There are times in standard social interactions where people ask what you do professionally, which means I end up talking about Ubuntu and specifically Ubuntu Phone. Many times that comes down to the seemingly simple question: “Why would I want an Ubuntu phone?” I’ve tried the answer “becasue I’m a thought leader and you should want to be like me,” but sadly that gets little traction outside of Silicon Valley. Another good answer is all the benefits of Free Software, but many of those are benefits the general public doesn’t yet realize they need.
The biggest strength and weakness of Ubuntu Phone is that it’s a device without an intrinsic set of services. If you buy an Android device you get Google Services. If you buy an iPhone you get Apple services. While these can be strengths (at least in Google’s case) they are effectively a lock in to services that may or may not meet your requirements. You certainly can get Telegram or Signal for either of those, but they’re never going to be as integrated as Hangouts or iMessage. This goes throughout the device including things like music and storage as well. Ubuntu and Canonical don’t provide those services, but instead provide integration points for any of them (including Apple and Google if they wanted) to work inside an Ubuntu Phone. This means as a user you can use the services you want on your device, if you love Hangouts and Apple Maps, Ubuntu Phone is happy to be a freak with you.
Carriers are also interested in this flexibility. They’re trying to put together packages of data and services that will sell, and fetch a premium price (effectively bundling). Some they may provide themselves and some by well known providers; but by not being able to select options for those base services they have less flexibility on what they can do. Sure, Google and Apple could give them a great price or bundle, but they both realize that they don’t have to. So that effectively makes it difficult for the carriers as well as alternate service providers (e.g. Dropbox, Spotify, etc) to compete.

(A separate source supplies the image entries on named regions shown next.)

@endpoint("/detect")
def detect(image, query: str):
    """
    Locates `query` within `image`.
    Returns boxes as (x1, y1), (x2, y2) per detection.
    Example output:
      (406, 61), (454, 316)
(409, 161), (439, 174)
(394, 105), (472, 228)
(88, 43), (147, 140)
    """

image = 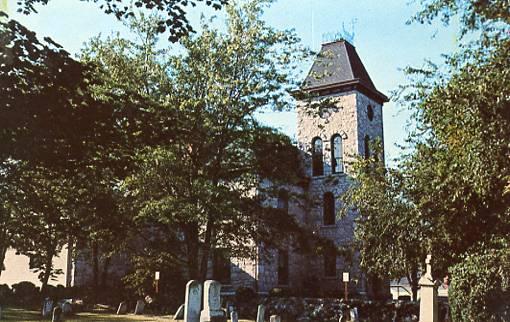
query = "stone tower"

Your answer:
(297, 40), (388, 292)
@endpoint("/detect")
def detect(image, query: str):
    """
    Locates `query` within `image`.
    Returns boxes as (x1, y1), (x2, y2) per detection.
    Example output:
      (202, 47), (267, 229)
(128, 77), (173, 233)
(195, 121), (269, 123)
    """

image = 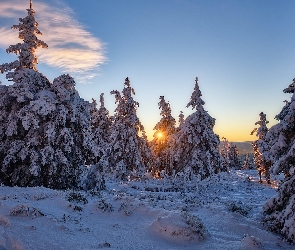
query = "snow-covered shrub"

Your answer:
(241, 234), (263, 249)
(226, 201), (251, 216)
(0, 214), (10, 227)
(151, 213), (208, 241)
(96, 199), (114, 212)
(9, 204), (30, 216)
(80, 163), (106, 192)
(66, 192), (88, 204)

What I find most interesting thing about this discussion is that it is the original reason that Google bought Android. They were concerned that with Apple controlling the smartphone market they’d be in a position to damage Google’s ability to compete in services. They were right. But instead of opening it up to competition (a competition that certainly at the time and even today they’re likely to win) they decided to lock down Android with their own services. So now we see in places like China where Google services are limited there is no way for Android to win, only forks that use a different set of integrations. One has to wonder if Ubuntu Phone existed earlier whether Google would have bought Android, while Ubuntu Phone competes with Android it doesn’t pose any threat to Google’s core businesses.
It is always a failure to try and convince people to change their patterns and devices just for the sake of change. Early adopters are people who enjoy that, but not the majority of people. This means that we need to be an order of magnitude better, which is a pretty high bar to set, but one I enjoy working towards. I think that Ubuntu Phone has the fundamental DNA to win in this race.